You are armed with some kind of air pump, though -- no, you won't be using it on your shoes (remember that stupid fad several years ago, paying $150 for a pair of shoes to pump up? That fad IS dead, right? Hopefully...) -- which will inflate the creatures nice and big until they explode, if you pump them up enough (which you have to do if you want to make it to the next screen, or if the last creature escapes). So I suppose being called an "airhead" is actually a complement here.
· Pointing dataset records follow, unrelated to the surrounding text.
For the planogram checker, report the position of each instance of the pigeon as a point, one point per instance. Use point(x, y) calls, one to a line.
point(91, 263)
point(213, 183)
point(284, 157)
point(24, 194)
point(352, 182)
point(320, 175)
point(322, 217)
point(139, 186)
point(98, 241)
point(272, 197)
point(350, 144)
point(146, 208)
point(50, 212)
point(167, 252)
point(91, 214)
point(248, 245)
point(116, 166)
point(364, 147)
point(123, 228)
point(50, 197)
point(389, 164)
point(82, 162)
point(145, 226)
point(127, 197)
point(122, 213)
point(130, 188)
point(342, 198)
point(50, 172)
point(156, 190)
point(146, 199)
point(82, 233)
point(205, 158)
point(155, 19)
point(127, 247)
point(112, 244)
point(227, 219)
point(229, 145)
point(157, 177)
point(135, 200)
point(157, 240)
The creatures move rather bizarrely in this game: most of the time, they're in a solid state as they walk through tunnels, but since they can't dig, the Pookas will turn into a ghost (or something?) in order to make their way through a maze, with it's eyes passing through the dirt, until they either rematerialize in a tunnel or escape to the top of the screen. Whatever! (The Fygar, meanwhile, can burn tunnels into the dirt.) You also have rocks at your disposal, which you can tunnel underneath and they will fall, earning you big points if you squash a creature underneath one, and there are also bonus prizes that appear in the middle of the screen from time to time.
Even though weird, this was a pretty classic game, believe it or not, as it got ported around to many systems, and Namco released an arcade version in it's Namco Classic Collection Volume 2, with the original, along with an updated version! This version gave you gigantic rocks that would fall all the way to the bottom of a screen, you got power-ups, one screen would involve disposing of a giant Pooka, and more.
The sounds and control are good, and of course, the game and creatures get faster with the more screens you clear and all.
This definitely goes under the heading of "Games That Were Made While a Programmer Was on Drugs," or at least had a good imagination.
And maybe they were into horror movies too.